虚血性腸炎は、大腸の血流が一時的に減少、または遮断されることで発生する炎症性疾患です。血流が滞って腸管組織への酸素供給が不足することで、腸の粘膜に炎症や潰瘍が生じ、突然の腹痛や血便などの症状が現れます。多くの場合、症状は一過性で数日から数週間で改善しますが、適切な診断と治療が重要です。

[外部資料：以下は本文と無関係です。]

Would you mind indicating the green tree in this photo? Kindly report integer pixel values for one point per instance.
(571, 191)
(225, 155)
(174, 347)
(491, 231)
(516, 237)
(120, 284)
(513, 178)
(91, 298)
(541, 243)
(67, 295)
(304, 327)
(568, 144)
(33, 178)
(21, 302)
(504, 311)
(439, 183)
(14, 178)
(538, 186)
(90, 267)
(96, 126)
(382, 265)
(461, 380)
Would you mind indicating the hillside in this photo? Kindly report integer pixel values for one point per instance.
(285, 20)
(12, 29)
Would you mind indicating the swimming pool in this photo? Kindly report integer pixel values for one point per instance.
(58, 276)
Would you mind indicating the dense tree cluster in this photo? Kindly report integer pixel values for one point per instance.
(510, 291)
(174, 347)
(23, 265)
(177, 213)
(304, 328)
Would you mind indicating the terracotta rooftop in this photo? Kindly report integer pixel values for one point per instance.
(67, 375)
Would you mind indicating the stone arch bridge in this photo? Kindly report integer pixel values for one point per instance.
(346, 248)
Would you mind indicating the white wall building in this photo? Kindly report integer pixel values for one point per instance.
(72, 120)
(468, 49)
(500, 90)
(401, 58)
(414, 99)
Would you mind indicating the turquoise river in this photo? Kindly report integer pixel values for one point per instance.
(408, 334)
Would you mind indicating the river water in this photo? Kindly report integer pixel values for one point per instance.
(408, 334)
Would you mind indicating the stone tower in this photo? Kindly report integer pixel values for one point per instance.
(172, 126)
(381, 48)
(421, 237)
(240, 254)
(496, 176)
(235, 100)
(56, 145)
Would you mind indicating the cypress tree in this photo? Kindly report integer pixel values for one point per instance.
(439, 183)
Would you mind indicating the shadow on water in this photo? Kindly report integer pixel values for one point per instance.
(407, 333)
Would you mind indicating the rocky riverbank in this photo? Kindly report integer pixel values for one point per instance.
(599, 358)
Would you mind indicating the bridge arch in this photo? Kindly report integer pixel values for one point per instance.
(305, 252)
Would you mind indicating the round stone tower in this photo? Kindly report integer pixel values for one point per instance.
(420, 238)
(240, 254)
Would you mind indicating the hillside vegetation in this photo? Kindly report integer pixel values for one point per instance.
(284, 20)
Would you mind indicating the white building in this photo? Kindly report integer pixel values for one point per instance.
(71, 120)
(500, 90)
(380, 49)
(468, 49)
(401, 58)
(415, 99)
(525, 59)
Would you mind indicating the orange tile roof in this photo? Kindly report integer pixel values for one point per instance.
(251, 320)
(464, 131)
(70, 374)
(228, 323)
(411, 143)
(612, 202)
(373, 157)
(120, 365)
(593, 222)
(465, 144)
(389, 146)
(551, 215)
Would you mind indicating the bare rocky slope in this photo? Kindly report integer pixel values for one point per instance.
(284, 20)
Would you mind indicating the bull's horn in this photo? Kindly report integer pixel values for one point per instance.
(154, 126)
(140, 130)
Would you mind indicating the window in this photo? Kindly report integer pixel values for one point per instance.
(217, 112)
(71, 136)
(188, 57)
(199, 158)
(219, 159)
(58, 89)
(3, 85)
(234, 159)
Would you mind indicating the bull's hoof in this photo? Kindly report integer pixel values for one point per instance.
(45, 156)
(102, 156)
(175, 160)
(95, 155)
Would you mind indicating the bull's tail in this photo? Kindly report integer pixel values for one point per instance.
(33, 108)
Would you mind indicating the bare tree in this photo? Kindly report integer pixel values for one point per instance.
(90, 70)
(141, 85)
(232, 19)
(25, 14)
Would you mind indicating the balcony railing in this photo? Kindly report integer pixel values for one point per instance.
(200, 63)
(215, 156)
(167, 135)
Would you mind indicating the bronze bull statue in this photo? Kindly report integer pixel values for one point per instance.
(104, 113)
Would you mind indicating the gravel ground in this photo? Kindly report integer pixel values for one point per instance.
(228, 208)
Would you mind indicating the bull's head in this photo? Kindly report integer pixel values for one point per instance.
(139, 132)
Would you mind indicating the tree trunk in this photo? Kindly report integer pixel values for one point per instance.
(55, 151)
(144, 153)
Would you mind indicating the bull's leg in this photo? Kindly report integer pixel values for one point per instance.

虚血性腸炎は特に高齢者に多く見られますが、若年層でも発症することがあります。一過性とはいえ、虚血性腸炎では急に激しい症状が引き起こされるケースが多いため、不安に思われる方も多くいらっしゃいます。板橋区仲宿にある胃と腸の板橋仲宿内科では迅速な診断と適切な治療を提供し、患者さんの早期回復を支援しています。
虚血性腸炎の症状
虚血性腸炎の主な症状には以下のようなものがあり、これらを同時にかつ急激に発症することが多いです。症状の持続時間や程度は個人差がありますが、多くの場合数日から1週間程度で改善傾向を示します。ただし、症状が持続したり悪化したりする場合は、重症化の可能性があるため注意が必要です。
- 突然の激しい腹痛(主に左下腹部)
- 血便または粘血便
- 下痢
- 吐き気・嘔吐
- お腹の張り(腹部膨満感)
- 発熱(軽度の場合が多い)
- 全身倦怠感 など
虚血性腸炎の原因
虚血性腸炎の主な原因は、大腸への血流低下です。以下のような要因が関与していると考えられています。
動脈硬化
加齢や生活習慣によって血管の柔軟性が失われ、脆くなった状態です。血流の低下が起こりやすいため、虚血性腸炎以外にも、脳卒中や心疾患などの重篤な疾患のリスクも高めてしまいます。
生活習慣
虚血性腸炎の原因の一つである動脈硬化は、糖尿病や高血圧、肥満などの生活習慣病によっても引き起こされます。そのため、虚血性腸炎も以下のような生活習慣の影響を受ける病気であると言えるでしょう。
- 食生活の乱れ
- 運動不足
- 喫煙
- 過度の飲酒
- ストレス
- 脱水 など
腸管内圧の上昇
便秘や腸閉塞などにより腸管内の圧力が上がり、血流が妨げられます。
特定の薬剤使用
一部の降圧剤や利尿剤が腸管の血流を低下させることがあります。
虚血性腸炎の検査
虚血性腸炎では特徴的な症状が見られるため、診察時に症状から診断可能なことも多いです。ただし、確定診断および他の疾患との鑑別のために、以下の検査を行うこともあります。
大腸内視鏡検査(大腸カメラ)
内視鏡を使って大腸粘膜の状態を直接観察し、他の疾患との鑑別を行います。消化器疾患の確定診断に必須の検査ですが、虚血性腸炎の急性期には内視鏡挿入が難しいため、実施は慎重に判断します。
腹部CT検査
腸管壁の肥厚や周囲の炎症所見を確認します。
血管造影検査
重症例や診断が困難な場合に、血管の状態を詳細に調べます。
血液検査
炎症や貧血の有無を確認します。
虚血性腸炎の治療
虚血性腸炎の治療は、症状の程度や原因に応じて以下のように行われます。通常、数日~1週間ほどの自宅での保存的治療によって症状は軽快しますが、重症の場合は入院治療が必要になることもあります。
保存的治療
- 絶食または消化の良い食事
- 十分な水分補給
- 抗生物質、鎮痛薬や整腸剤の使用(必要に応じて)
- 抗生物質の点滴投与(重症の場合) など
外科治療(手術)
腸管壊死や穿孔、狭窄などの合併症がある場合は、手術による腸管の切除が必要になることもあります。